Aydın’ın Kuşadası ilçesinde Jeofizik Yüksek Mühendisi Prof. Dr. Övgün Ahmet Ercan’ın katılımıyla gerçekleştirilen ‘Depreme Bilinçli Bakış’ başlıklı konferans, Santorini Adası çevresinde meydana gelen depremleri mercek altına aldı. Prof. Dr. Ercan, bu depremlerin yanardağlardan kaynaklandığını ve Kuşadası için herhangi bir endişe kaynağı olmadığını ifade ederek, “Kimse boş yere korkmasın” dedi.
Kuşadası Genç İş İnsanları Derneği (KUGİAD) tarafından Kuşadası Belediyesi ve Kuşadası Ticaret Odası’nın (KUTO) destekleriyle gerçekleştirilen konferansa katılım oldukça yoğun oldu. Etkinliğin yapıldığı KUTO Konferans Salonu’na Kuşadası Kaymakamı İbrahim Keklik, Kuşadası Belediye Başkan Vekili Efe Berberoğlu, CHP Kuşadası İlçe Örgütü Başkanı Mehmet Gürbilek, KUGİAD Başkanı Haşmet Boğalı gibi birçok önemli isim ve sivil toplum kuruluşlarının temsilcileri de katıldı.
“Depremler yanardağ kaynaklı”
Konferansın ilk bölümünde, Santorini Adası ile Amorgos çukuru arasındaki depremlerin nedenleri üzerine konuşan Prof. Dr. Ercan, deprem fırtınasının denizdeki yanardağ hareketliliğine bağlı olduğunu belirtti. Ercan, “Yanardağlar, Afrika ve Anadolu kıtaları tarafından sıkıştırılıyor. Bu baskı iki şekilde sonuçlanabilir: Bölge kırılır ya da yanardağlar patlar. Şu an deniz altında yaklaşık 45 kilometre derinlikte, 2 bin 200 santigrat derece sıcaklığa sahip bir magma birikiyor. Bu magma, yüksek basınç altında magma odalarını doldurmakta ve deprem üretebilir” şeklinde konuştu.
“Dalgalar kıyılarımıza ulaşana kadar etkisini yitirir”
Santorini bölgesinde yanardağ ile ilişkili bir deprem durumunda tsunami dalgalarının oluşabileceğine dikkati çeken Prof. Dr. Ercan, “En kötü senaryo, kül ve taşların fırladığı bir patlama senaryosu. Bu tür bir patlama 5 ile 7 arasında büyüklükte depremlere yol açabilir. Depremle birlikte Ege’deki adalar, Girit ve Türkiye kıyıları da etkilenebilir.
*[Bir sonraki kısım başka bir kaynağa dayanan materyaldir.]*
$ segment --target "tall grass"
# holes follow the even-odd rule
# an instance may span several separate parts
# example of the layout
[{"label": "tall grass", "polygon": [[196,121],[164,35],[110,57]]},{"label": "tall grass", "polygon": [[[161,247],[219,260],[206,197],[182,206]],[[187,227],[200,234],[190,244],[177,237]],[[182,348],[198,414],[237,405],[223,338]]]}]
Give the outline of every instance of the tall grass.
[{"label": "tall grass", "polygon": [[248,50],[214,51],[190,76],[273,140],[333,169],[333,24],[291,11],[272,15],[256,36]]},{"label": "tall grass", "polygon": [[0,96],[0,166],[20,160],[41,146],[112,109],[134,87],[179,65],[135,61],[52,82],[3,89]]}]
Ancak hem Kuşadası hem de kıyı şehirlerimiz için şu anda kaygı verici bir durum yok. Çünkü oluşabilecek süpürtü dalgaları buraya ulaşmadan etkisini yitirir” diye ekledi.
“Betonarme yapılardan artık vazgeçmeliyiz”
Konferansın ikinci bölümünde Kuşadası’nın deprem risk haritasını açıklayan Prof. Dr. Ercan, kentteki fay hatlarının 5 ile 6,1 arasında büyüklükte depremler üretebileceğini belirtti. Kuşadası’nda büyük depremlerin 30 ile 50 yılda bir meydana geldiğini aktaran Ercan, Sisam Adası üzerindeki fay hattında bu büyüklüğün 7,2’ye kadar çıkabildiğine dikkat çekti. Yapıların güvenli ve dayanıklı bir şekilde inşa edilmesi gerektiğini vurgulayan Ercan, “Betonarme yapıdan artık vazgeçip, çelik konstrüksiyonlu binalar inşa etmeliyiz” ifadelerini kullandı.